OTTAWA, Ont. -- The Canadian Trucking Alliance (CTA) has voiced concern over certain aspects of proposed legis...


OTTAWA, Ont. — The Canadian Trucking Alliance (CTA) has voiced concern over certain aspects of proposed legislation in Canada that could impact the in-bond inland clearance of goods.

 

The CTA made its opinion known to a Senate Committee on National Security and Defence this week, which was exploring the possible impacts of Bill S-2, An Act to Amend the Customs Act. For the most part, CTA supports the bill, which it says would “more fairly distribute the responsibility for gathering and presenting required data on goods entering Canada to all supply chain participants.”

 

Currently the onus is on the carrier to provide advanced information to Canada Border Services Agency (CBSA) about the truck, driver and goods entering Canada, even though the carrier does not own or package the cargo, and in some cases hasn’t loaded the freight.

 

This puts the carrier at risk of being held up at the border if there are inaccuracies in the paperwork, even if the incorrect data concerns the cargo.

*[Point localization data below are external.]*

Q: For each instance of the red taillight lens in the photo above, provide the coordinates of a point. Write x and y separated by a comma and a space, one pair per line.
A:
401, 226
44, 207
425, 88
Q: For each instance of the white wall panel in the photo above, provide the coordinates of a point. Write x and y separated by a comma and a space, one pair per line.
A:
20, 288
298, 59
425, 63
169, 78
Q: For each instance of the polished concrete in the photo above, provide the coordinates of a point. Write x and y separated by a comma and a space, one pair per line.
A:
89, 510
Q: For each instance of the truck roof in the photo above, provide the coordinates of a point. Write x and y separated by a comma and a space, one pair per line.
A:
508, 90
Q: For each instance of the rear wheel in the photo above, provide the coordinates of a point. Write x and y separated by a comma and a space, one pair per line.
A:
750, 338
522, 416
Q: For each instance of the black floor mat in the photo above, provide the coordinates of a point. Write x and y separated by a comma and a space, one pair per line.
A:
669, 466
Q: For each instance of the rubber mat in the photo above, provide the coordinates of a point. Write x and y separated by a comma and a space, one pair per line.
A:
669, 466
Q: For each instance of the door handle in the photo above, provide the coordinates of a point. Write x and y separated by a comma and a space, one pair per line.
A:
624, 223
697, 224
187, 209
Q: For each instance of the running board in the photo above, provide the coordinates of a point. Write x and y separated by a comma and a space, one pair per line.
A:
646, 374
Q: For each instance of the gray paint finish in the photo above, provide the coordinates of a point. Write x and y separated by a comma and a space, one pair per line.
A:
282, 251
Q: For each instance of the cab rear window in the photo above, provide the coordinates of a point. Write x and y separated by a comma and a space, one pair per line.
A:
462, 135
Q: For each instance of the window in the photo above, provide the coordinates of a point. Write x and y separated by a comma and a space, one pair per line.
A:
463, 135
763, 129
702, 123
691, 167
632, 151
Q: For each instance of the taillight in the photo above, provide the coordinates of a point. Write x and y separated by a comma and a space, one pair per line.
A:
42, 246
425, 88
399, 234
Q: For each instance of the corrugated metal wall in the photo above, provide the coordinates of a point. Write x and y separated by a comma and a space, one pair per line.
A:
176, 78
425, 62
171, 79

Under Bill S-2, it’s possible the Governor-in-Council could take some of the burden off the carrier, and make other supply chain partners more accountable.

 

“CTA supports this amendment,” said CTA CEO David Bradley during his testimony. “CTA believes that over time there has been far too much regulatory obligation placed on the carrier community relative to other supply chain partners and the proposed amendment could provide better balance. CTA has advocated that increased responsibility should be placed on all parties in the supply chain that own the information supplied to CBSA.” 

 

While the CTA supported the move to collect data from importers, it also voiced concerns on how CBSA may react if it hasn’t received the required information from importers prior to the truck’s arrival at the border.

 

As it’s currently proposed, the CBSA would turn back trucks if the importer data had not yet been received before the truck arrived at the border. The truck would no longer be moved in-bond to an inland facility for clearance.

 

“This could substantially impact the efficient movement of goods into Canada,” warned Bradley. “By enabling carriers to proceed beyond the border, in-bond moves help avoid costly delays and the truck, trailer and driver rather than sitting at the border are freed up to get back to productive operation. This also facilitates compliance with drivers’ hours-of-service regulations and is consistent with low-risk security programs.  While the obstacle may not be caused by the carrier, it is the carrier’s truck and driver that will be held up on the US side of the border.”

 

It’s especially a concern for LTL carriers, which will require the importers of all the freight within a trailer to submit their data on time – otherwise, the entire shipment will be held up and refused entry into Canada.

 

CTA is hopeful the CBSA will allow carriers to continue moving the goods in-bond for later release, so the truck and driver could continue on their way.